Des échauffourées entre manifestants et forces de l’ordre ont fait lundi 30 octobre cinq morts (4 civils et un policier), à Goma, chef-lieu du Nord-Kivu, dans l’Est de la République démocratique du Congo, annonce la société civile locale.

L’appel à une journée ville morte sur l’ensemble du pays lancé par le Collectif des Actions de la Société Civile (CASC), pour exiger la tenue des élections, dans le délai fixé par  l’Accord de la Saint sylvestre, a dégénéré dans les provinces du Nord-Kivu et de la Tshopo. « Un policier et quatre civils ont été tués  lors des affrontements entre les forces de l’ordre et les manifestants à Goma au Nord-Kivu », explique un activiste de la Lucha. Bilan contredit par la police. A Kinshasa, le colonel Pierrot Mwanamputu, porte-parole de la police, parle uniquement d’un policier tué.

Le communiqué indique que l’agent de police principal Kapalata Munganga, a été tué par lynchage des manifestants. « Un autre civil à été tué par balle perdue »,  ajoute le communiqué qui fait également état de deux policiers admis aux soins intensifs dans un centre hospitalier de la place.
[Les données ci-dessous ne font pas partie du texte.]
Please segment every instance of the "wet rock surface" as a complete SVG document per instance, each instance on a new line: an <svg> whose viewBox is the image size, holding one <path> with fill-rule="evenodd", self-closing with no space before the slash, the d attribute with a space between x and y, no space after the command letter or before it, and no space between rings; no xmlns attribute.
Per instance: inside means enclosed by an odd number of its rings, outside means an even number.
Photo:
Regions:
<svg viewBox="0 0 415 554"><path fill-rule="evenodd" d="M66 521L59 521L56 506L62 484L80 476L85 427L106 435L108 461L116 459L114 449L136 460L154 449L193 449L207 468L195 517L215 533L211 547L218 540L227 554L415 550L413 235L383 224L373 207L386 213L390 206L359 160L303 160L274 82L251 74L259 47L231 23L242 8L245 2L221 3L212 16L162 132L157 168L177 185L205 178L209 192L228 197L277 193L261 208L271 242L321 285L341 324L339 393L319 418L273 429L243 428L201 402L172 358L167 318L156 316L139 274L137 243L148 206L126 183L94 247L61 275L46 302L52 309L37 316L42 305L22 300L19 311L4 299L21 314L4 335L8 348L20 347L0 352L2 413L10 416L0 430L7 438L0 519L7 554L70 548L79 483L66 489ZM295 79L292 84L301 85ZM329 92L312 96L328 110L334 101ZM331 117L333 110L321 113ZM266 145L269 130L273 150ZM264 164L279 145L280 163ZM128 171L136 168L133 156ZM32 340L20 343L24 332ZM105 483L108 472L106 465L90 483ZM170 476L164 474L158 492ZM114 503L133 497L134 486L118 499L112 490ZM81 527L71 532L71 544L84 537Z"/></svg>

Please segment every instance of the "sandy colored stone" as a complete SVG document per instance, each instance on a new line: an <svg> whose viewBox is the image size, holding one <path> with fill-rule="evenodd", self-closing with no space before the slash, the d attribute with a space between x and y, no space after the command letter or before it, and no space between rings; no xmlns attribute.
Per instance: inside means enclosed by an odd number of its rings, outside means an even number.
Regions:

Il s’agit du commissaire adjoint Kashola et de l’agent de police principal Kakombe Biseka.

Après la visite effectuée à l’hôpital CBCA Ndosho par le général Placide Nyembo Ngalusha, commandant provincial de la police du Nord-Kivu, le nombre de blessés a été revu à la hausse soit 18, dont 4 éléments des forces de l’ordre (2 policiers internés à l’hôpital de la police de Katindo et 2 militaires à l’hôpital militaire de Munzenze) et 14 civils. D’ailleurs, tous les 14 civils sont admis dans cet hôpital financé par le CICR. « Un de 14 civils a succombé à ses blessures », a indiqué le médecin urgentiste trouvé sur place.

Outre les dégâts humains, le sous-commissariat de la police et le bureau de quartier de Majengo ont été saccagés et brûlés. Dix manifestants ont été arrêtés et acheminés à la concession du Bureau P 2 de la police de la ville. Entre-temps, des barricades enflammées placées sur la voie publique par des jeunes dans certains quartiers de Goma ont été évacuées par les forces de l’ordre. La police fustige l’instrumentalisation de la jeunesse par des acteurs politiques qui, selon elle, « poussent nos enfants à donner mort à autrui ». Et le colonel Mwanamputu de prévenir que :   « les auteurs, co-auteurs et commanditaires de ces actes macabres seront arrêtés et traduits en justice pour qu’ils répondent des griefs portés à leurs charges ».

Depuis 05h00 du matin, les affrontements ont été signalés entre forces de l’ordre et manifestants sur deux axes : axe Marché Kisoko- Majengo et axe Mutonga-Katoyi. Dans d’autres villes du pays et principalement à Kinshasa, l’appel à la journée ville morte, n’a pas été suivi. Les activités se déroulent normalement.